Enfin accompagner le printemps qu’il voit naître, vivre les mois d’été sur de longues plages blanches et aborder l’automne sombre sous ses rousses forêts avant de plonger dans les eaux noires de l’hiver. Ne plus être seulement celui qui fait germer, mais aussi celui qui voit les fleurs et les fruits ; accompagner les longues journées de juin, commander à la lourde chaleur d’août ;  décider de la chute des feuilles en octobre, des jours qui se recroquevillent… et faire tomber la première neige ! Quel rêve ! Mais il n’a jamais cédé à la folie des grandes heures.

Ce dimanche, il se demande pourquoi il n’a jamais essayé. Peut-être simplement parce que chaque semaine conquise voudrait dire autant de dimanche surnuméraire, tout pareil à celui-ci ? Rien que d’y penser, voici que Mars se défile et songe « Vivement Avril ! »

* * * * *

Monesille  nous invitait à un agenda ironique où Mars sera le mois des fous ! Sorte de cerise tardive sur le gâteau, ce petit texte hors délai ( fallait boucler pour le 24…) est surtout l’occasion de vous inviter à lire les vingt-cinq textes écrits pour l’agenda ironique et à voter pour trois d’entre eux d’ici au 1er avril !

35 commentaires

  1. Ravissant, ce mars si poétique sous ta plume me plaît infiniment, je lui accorderais volontiers quelques semaines de plus. J’ai adoré le fatras abandonné sur l’étagère.

  2. Très jolie, cette nostalgie de ce qui ne sera pas, dans la tête de ce Mars familier ! Il a raison de se consoler, le printemps et la Saint-Patrick, ce n’est pas rien !

    • merci Frog. C’est sûr que tous les mois n’ont pas le printemps ET la Saint-Patrick ! mais il faut croire que ça n’empêche pas une pointe de nostalgie (la faute au dimanche, surement 🙂

  3. Pourquoi donc, dans ta folie, n’avoir pas écrit ce texte un jour plus tôt ? Dans ma grande sagesse, j’aurais voté pour lui… et pour toi…

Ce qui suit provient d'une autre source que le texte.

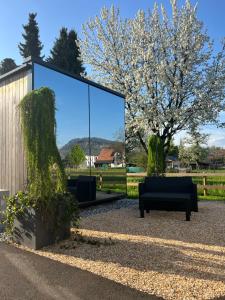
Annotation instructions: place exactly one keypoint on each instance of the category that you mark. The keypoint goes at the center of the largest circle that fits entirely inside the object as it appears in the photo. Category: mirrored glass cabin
(90, 129)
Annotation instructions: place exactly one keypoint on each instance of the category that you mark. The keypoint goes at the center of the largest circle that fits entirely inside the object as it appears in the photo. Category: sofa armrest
(194, 196)
(141, 188)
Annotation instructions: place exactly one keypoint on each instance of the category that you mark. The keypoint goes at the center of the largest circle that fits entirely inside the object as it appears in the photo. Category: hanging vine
(46, 174)
(46, 180)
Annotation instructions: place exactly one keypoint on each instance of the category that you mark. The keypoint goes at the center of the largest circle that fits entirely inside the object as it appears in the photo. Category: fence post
(204, 184)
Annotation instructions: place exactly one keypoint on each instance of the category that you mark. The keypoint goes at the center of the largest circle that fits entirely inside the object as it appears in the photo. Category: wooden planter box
(35, 231)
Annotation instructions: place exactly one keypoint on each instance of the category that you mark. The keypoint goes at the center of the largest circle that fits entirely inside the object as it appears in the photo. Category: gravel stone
(161, 254)
(94, 210)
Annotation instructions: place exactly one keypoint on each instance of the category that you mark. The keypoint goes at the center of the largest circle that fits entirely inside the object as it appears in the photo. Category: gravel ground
(94, 210)
(161, 254)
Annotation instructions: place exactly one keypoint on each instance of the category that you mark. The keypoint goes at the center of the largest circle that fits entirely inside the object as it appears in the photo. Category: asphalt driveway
(24, 275)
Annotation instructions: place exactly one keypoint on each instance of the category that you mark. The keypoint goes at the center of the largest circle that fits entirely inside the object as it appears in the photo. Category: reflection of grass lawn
(112, 179)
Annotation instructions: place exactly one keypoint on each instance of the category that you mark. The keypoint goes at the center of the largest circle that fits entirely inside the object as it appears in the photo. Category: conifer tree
(7, 65)
(65, 53)
(32, 46)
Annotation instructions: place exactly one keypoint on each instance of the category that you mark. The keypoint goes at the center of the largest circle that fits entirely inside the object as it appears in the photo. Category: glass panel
(72, 118)
(107, 141)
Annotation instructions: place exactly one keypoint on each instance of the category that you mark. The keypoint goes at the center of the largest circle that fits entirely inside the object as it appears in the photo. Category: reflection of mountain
(96, 145)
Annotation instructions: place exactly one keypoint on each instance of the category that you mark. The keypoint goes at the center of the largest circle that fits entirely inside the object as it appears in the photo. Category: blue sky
(52, 15)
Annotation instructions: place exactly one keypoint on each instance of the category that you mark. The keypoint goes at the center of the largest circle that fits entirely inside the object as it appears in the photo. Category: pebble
(103, 208)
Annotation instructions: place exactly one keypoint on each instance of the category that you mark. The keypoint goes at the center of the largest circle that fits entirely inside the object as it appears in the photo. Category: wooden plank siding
(12, 159)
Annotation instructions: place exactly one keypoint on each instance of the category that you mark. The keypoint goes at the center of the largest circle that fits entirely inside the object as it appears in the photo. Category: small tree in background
(163, 63)
(32, 45)
(7, 65)
(76, 156)
(65, 53)
(156, 160)
(194, 152)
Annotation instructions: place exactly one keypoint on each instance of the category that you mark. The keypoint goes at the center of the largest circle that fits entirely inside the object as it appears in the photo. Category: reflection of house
(109, 157)
(199, 165)
(90, 160)
(172, 162)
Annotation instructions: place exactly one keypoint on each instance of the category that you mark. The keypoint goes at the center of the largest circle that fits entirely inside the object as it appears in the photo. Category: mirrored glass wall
(90, 129)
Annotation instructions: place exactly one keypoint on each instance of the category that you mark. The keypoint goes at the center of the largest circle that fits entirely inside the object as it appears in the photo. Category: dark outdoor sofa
(84, 188)
(168, 193)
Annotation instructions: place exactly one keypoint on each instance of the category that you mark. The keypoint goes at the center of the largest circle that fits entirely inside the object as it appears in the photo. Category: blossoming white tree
(164, 66)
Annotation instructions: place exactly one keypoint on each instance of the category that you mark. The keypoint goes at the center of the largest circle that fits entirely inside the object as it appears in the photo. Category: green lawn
(115, 181)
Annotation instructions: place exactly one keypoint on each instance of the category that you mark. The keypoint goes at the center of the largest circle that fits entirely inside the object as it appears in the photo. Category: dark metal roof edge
(23, 67)
(92, 83)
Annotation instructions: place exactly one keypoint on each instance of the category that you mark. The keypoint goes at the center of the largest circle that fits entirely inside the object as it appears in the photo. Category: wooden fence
(203, 186)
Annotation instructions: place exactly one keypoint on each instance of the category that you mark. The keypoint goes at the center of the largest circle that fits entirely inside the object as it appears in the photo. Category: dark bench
(84, 188)
(168, 193)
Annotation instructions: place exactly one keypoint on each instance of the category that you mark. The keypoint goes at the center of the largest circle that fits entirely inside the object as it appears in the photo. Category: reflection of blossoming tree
(76, 156)
(164, 66)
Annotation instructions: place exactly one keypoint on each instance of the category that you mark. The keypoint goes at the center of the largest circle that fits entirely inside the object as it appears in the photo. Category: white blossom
(163, 65)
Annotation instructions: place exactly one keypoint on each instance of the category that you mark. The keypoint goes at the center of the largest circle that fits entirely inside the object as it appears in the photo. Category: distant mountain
(96, 145)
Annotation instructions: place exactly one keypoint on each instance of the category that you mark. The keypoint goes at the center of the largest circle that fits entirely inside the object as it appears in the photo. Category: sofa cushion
(168, 184)
(165, 196)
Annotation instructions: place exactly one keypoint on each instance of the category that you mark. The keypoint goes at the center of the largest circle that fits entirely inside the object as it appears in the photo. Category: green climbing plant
(46, 175)
(156, 159)
(46, 180)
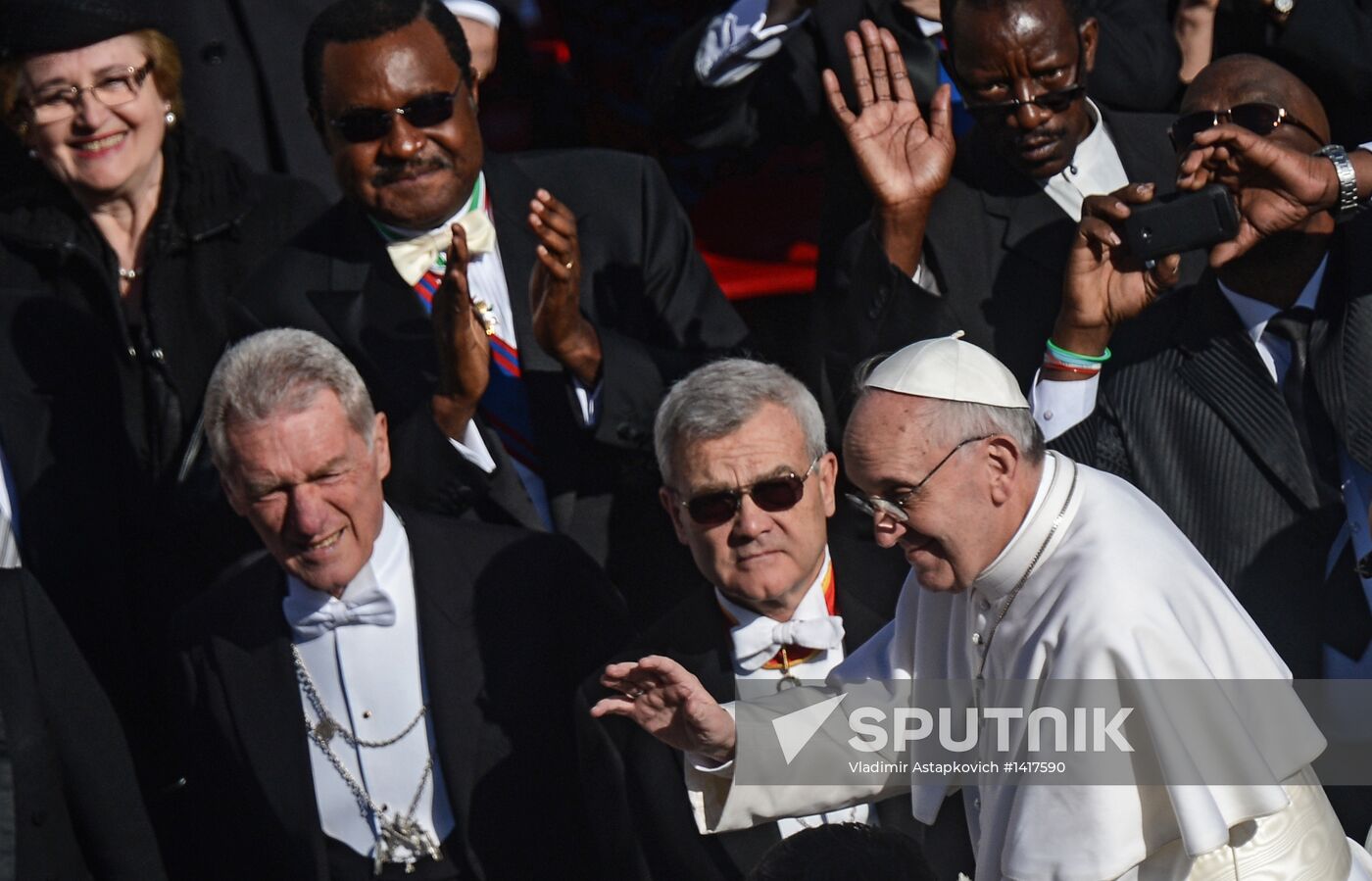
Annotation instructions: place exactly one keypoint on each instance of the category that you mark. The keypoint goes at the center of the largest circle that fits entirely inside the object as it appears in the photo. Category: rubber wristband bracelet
(1077, 359)
(1053, 364)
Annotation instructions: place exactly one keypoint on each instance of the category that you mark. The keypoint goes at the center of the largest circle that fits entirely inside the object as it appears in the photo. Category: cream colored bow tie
(414, 257)
(759, 640)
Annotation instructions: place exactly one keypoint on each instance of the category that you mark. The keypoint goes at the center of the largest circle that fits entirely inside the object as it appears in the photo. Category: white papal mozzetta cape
(1117, 593)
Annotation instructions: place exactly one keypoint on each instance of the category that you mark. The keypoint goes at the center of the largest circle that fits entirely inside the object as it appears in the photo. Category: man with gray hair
(748, 485)
(1029, 572)
(356, 699)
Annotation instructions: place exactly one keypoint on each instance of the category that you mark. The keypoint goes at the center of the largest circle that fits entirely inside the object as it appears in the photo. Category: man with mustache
(563, 288)
(980, 244)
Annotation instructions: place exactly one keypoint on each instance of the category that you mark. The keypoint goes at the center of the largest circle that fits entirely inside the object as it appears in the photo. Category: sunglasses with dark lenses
(1257, 119)
(772, 494)
(1053, 102)
(372, 123)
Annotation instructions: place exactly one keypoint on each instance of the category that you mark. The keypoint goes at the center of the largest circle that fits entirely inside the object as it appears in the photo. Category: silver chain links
(395, 830)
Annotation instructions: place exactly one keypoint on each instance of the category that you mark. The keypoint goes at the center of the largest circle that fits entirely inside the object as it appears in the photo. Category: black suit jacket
(645, 290)
(1203, 431)
(998, 244)
(69, 802)
(510, 623)
(645, 826)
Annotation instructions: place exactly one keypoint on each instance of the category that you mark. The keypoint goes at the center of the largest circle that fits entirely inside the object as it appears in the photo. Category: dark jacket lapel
(1341, 340)
(1223, 367)
(373, 313)
(254, 661)
(452, 664)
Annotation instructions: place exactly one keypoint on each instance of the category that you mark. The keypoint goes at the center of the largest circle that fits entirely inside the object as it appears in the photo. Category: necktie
(414, 258)
(311, 619)
(758, 641)
(1347, 620)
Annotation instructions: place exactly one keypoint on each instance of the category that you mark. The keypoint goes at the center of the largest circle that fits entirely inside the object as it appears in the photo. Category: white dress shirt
(811, 606)
(9, 541)
(370, 679)
(1095, 169)
(1059, 405)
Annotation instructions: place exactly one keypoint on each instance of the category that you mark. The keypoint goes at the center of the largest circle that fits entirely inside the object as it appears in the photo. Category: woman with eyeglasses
(119, 246)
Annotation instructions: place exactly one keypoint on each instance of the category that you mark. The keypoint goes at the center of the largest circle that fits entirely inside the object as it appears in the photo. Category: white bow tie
(414, 257)
(760, 640)
(309, 619)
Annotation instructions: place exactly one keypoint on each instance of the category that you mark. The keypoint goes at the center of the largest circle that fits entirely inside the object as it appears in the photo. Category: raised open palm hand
(903, 157)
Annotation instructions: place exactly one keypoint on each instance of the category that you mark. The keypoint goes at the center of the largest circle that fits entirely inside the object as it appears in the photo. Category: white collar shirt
(370, 679)
(1095, 169)
(811, 606)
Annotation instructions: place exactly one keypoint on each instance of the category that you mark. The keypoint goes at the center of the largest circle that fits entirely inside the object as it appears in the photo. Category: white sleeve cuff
(472, 448)
(925, 277)
(476, 11)
(1058, 405)
(738, 41)
(589, 400)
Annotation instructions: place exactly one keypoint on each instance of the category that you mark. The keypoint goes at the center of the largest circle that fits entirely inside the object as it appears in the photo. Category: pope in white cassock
(1033, 568)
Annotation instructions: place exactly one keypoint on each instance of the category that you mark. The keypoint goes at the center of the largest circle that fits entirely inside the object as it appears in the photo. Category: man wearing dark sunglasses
(977, 244)
(748, 485)
(1026, 571)
(517, 318)
(1249, 422)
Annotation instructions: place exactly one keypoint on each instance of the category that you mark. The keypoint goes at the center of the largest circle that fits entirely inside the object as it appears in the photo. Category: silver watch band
(1348, 205)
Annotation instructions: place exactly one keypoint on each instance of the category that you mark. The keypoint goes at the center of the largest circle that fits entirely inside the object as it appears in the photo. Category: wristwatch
(1348, 205)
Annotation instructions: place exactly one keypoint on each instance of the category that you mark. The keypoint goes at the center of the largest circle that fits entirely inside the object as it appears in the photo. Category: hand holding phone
(1182, 222)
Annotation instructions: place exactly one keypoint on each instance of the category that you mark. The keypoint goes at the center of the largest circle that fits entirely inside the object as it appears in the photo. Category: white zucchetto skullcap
(950, 369)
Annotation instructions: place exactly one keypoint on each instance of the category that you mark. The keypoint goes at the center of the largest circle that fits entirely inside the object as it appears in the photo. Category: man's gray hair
(716, 400)
(957, 420)
(280, 370)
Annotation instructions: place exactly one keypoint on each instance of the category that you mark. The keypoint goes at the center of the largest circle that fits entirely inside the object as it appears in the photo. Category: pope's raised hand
(464, 353)
(1104, 284)
(1276, 185)
(905, 158)
(555, 290)
(671, 705)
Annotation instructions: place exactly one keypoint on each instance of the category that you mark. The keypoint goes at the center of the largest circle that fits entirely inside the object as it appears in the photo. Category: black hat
(31, 26)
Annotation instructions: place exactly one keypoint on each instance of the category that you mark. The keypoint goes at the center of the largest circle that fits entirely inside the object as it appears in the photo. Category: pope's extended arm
(671, 705)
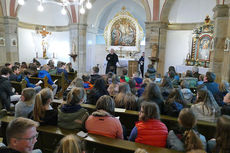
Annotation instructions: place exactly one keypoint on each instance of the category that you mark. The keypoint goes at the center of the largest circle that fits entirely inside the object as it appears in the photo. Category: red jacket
(152, 132)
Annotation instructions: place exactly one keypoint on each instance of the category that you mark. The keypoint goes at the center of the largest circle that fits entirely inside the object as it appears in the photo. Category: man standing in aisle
(112, 60)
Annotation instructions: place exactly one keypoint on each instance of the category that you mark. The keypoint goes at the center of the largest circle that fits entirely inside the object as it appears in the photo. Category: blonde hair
(70, 144)
(75, 95)
(41, 100)
(29, 95)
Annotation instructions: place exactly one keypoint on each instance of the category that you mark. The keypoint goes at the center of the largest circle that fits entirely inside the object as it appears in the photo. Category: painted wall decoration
(123, 33)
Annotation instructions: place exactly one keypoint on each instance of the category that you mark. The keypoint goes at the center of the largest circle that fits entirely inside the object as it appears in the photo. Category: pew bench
(129, 117)
(49, 137)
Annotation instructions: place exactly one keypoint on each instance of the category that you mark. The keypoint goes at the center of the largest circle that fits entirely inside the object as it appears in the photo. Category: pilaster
(9, 32)
(78, 36)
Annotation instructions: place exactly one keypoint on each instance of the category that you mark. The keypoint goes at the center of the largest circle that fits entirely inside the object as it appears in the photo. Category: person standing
(141, 63)
(112, 60)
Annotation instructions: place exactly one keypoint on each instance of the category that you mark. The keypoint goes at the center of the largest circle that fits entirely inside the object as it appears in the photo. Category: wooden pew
(72, 75)
(61, 82)
(44, 80)
(128, 119)
(49, 137)
(18, 86)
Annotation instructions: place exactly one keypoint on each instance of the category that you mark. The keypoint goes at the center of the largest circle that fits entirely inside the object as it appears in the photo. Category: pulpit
(132, 67)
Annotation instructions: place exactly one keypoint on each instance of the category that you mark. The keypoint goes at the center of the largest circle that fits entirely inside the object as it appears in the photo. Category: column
(78, 36)
(156, 33)
(219, 58)
(8, 31)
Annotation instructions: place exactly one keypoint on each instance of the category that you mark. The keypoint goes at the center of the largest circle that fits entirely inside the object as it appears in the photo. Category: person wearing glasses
(21, 135)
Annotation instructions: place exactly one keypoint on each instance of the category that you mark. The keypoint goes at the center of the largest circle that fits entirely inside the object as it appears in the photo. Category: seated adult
(149, 130)
(152, 93)
(62, 69)
(192, 82)
(119, 98)
(45, 72)
(210, 84)
(206, 107)
(43, 112)
(71, 115)
(113, 88)
(221, 142)
(36, 86)
(225, 110)
(95, 75)
(70, 144)
(98, 90)
(188, 138)
(15, 75)
(26, 105)
(175, 103)
(106, 123)
(21, 135)
(6, 94)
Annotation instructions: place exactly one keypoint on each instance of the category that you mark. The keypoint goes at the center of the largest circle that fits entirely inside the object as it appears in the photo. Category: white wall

    • C’est qu’un jour plus tôt, je n’avais pas la moindre idée de cette histoire de Mars-du-dimanche 🙂
      en tout cas merci, Alphonsine. Et il reste 25 textes qui espèrent tes trois voix !

  4. Oh, que c’est poétique, et joliment dit, et distrayant, et …. bref, on aime ce mois pour lequel il ne faut pas voter, qui porte ses costumes sans avoir été payé, qui passera la main sans forcing, que d’aucuns n’éliront pas parce qu’il le faut, pour voter utile, mais parce que ce sera son tour, et qu’il se retirera pour laisser la place au suivant, comme ça : bref, un juste exemple à suivre !

    • Hé, heureusement qu’on ne vote pas (pas encore? ) pour le calendrier et la météo !
      Mais tu as raison, Anne, ce mois est un exemple de civisme ! si on m’avait dit ça….c’est fou !

  5. Excellent, dans la même veine que Novembre, version printemps-été et plus poétique aussi ! Les étagères avec giboulées et rares rayons de soleil me plaisent énormément ! 😉 Il faut savoir laisser la place, isn’t it ? 😆

      • Oui j’ai l’impression pour la monomanie mais au lieu de te flageller, tu pourrais nous le faire sur une année avec tous les mois, comme l’agenda Vermot mais ce serait « L’agenda ironique d’un Paresseux », arf ! Je me régale d’avance ! 😆

        • Mais je ne me flagelle pas, je constate, c’est tout 🙂
          quant à une année des mois (si j’ose dire) c’est en route : outre l’affaire novembre, j’ai déjà janvier, février, avril (deux ou trois trucs, donc les baleines), les doutes d’aout, la septembrienne et novembre.
          à ce rythme, dans deux ou trois ans, j’aurai bouclé l’année :^)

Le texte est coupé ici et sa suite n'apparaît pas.